Awaking to fine weather again we were starting to feel like we´d just had a particularly bad 4 weeks of Patagonian weather up to this point. We weren´t about to get the beach towls out and chill for the morning or anything but we did feel at least a bit more positive about our chances at this point. Our 6th day was the awesome the weather looked set to hold all day and we had all our ropes free to fix as high as they would reach, There would be no hauling to do just climbing. The biggest challenge of the day came in the form of wide crack climbing. 3 pitch´s in a row of wide stuff a 7a then 7b+ (grade 26 off-width!!) followed by a 6b (apparently ´scary when icy´). I´m not sure how we came to this arrangement, Jake had been preparing himself for wide wet stuff in Tassy for months, I´d been hitting the local sport crags of the Mountains around home yet it was me that was lined up for the hardest off-width I´d ever been on by four grades that was too wide to take gear! It did at least have 3 bolts in its 30 meters.
(Lee on the 7a)
Today the gods shined on me and clearly had some beef with Jake, the 7b+ could have passed for a 22 and and the 6b was much the same minus the bolts but with water ice rendering the inside of the wide crack frictionless with the very edge being the only exception.
(Lee on the 7b+)
(Jake on the 7b+, note the ice!)
Hours passed, it was a spiritual experience of monumental scale for the poor guy. On the verge of being spat from the very edge of this wide beast of a crack the glacier below looked even further away through the tears in his eyes. It was the classic story of 2 shuffles up for every slide back down. With his ankles being sacrificed in an attempt to stop the downward ooze there was a trail of blood staining the ice on the back wall for 20 meters. The comfort of the belay finally arrived after a few useless cam placements in the ice and one slung hole in the ice that could hardly have even been much of a psychological placement.
(Jake on the 6b)
It was my lead again and it was yet another friendly overgraded jugfest with good gear that served only to rub salt into Jakes wounds over how bad a hand he had been dealt with the days leads.

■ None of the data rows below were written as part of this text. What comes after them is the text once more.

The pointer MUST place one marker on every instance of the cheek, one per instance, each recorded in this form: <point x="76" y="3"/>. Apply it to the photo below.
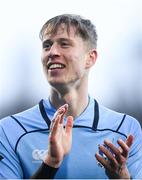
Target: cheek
<point x="43" y="59"/>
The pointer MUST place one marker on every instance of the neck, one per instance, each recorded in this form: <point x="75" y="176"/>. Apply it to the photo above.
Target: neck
<point x="76" y="98"/>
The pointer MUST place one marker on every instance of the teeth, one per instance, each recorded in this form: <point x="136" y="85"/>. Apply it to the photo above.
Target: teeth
<point x="54" y="66"/>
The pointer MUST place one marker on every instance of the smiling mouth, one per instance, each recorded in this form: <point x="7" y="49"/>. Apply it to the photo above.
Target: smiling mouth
<point x="53" y="66"/>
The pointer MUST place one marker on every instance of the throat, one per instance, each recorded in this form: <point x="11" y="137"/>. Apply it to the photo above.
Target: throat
<point x="77" y="104"/>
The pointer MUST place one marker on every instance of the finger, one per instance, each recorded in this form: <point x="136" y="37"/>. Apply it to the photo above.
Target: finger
<point x="129" y="140"/>
<point x="102" y="162"/>
<point x="115" y="151"/>
<point x="56" y="126"/>
<point x="125" y="146"/>
<point x="109" y="155"/>
<point x="64" y="111"/>
<point x="58" y="112"/>
<point x="69" y="125"/>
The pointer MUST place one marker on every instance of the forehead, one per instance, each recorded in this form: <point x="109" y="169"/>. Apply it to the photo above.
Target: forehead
<point x="61" y="30"/>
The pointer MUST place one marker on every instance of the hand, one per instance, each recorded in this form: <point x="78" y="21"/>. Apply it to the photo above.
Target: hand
<point x="60" y="138"/>
<point x="115" y="161"/>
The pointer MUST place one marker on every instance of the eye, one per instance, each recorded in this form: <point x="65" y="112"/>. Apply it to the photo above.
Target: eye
<point x="47" y="45"/>
<point x="65" y="44"/>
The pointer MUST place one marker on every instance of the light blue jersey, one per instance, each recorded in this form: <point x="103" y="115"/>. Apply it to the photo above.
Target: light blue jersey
<point x="24" y="141"/>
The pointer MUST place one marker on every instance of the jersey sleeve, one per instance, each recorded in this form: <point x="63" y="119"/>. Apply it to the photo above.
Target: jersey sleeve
<point x="9" y="162"/>
<point x="135" y="155"/>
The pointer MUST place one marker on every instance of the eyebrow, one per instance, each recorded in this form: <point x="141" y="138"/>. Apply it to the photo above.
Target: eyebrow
<point x="60" y="39"/>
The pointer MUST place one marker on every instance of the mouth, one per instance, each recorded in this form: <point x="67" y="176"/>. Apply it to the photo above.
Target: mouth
<point x="52" y="66"/>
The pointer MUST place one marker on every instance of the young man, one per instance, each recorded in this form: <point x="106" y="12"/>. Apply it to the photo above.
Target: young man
<point x="69" y="135"/>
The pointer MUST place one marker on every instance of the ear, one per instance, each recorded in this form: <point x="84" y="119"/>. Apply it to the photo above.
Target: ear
<point x="91" y="59"/>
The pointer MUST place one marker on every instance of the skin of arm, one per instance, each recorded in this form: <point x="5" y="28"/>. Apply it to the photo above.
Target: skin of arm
<point x="60" y="138"/>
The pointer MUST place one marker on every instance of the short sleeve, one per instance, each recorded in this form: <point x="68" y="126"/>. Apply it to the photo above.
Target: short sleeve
<point x="135" y="155"/>
<point x="9" y="162"/>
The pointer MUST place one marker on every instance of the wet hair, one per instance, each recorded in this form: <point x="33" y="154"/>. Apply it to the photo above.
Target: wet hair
<point x="83" y="27"/>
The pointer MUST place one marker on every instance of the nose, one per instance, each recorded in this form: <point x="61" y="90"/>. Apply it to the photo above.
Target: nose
<point x="54" y="51"/>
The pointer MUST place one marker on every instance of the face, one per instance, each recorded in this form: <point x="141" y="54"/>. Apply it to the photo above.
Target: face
<point x="64" y="57"/>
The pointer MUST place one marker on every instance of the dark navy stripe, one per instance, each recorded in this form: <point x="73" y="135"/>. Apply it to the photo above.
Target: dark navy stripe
<point x="121" y="122"/>
<point x="96" y="116"/>
<point x="107" y="129"/>
<point x="19" y="123"/>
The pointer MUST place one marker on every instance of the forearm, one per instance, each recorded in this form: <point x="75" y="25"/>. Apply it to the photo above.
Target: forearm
<point x="45" y="172"/>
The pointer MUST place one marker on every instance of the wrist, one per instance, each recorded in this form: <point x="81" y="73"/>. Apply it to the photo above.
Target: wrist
<point x="51" y="161"/>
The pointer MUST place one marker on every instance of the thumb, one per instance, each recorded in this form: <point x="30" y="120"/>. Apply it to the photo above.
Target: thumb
<point x="69" y="125"/>
<point x="129" y="140"/>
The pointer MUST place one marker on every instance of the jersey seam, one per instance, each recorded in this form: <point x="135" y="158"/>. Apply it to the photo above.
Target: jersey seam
<point x="25" y="134"/>
<point x="19" y="123"/>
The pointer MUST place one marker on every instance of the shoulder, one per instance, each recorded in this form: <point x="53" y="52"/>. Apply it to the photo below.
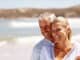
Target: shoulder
<point x="39" y="45"/>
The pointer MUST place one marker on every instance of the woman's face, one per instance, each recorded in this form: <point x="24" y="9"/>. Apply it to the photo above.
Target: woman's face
<point x="45" y="28"/>
<point x="59" y="33"/>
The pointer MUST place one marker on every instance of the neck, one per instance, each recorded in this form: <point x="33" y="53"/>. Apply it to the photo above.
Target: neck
<point x="66" y="46"/>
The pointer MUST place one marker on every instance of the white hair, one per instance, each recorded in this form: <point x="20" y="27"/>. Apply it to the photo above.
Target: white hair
<point x="47" y="16"/>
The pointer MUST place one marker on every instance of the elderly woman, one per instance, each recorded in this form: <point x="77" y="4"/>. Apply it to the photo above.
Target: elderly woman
<point x="45" y="21"/>
<point x="63" y="49"/>
<point x="59" y="47"/>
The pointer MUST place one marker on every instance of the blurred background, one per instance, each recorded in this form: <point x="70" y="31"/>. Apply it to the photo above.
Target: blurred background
<point x="19" y="29"/>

This took us to the other crux pitch of the route, Jake gratiously gave the lead to me, afraid of what a grade 27 might yeild on a day when the gods were clearly not with him. After about 500ml of melted snow in 10 hours my onsight attempt was less than impressive, coming to a fast end with a massive pump. Sometime later, after trying to imagine what sequence Wolfgang would have used to overcome this little boulder then deciding whatever it was I should look for a different way anyway and make use of my modern shoes in place of his massive biceps, I found a good way to do it. My second attempt however was thwarted by an even faster onset of lactic acid and I then too made the mistake of leaving it for another day.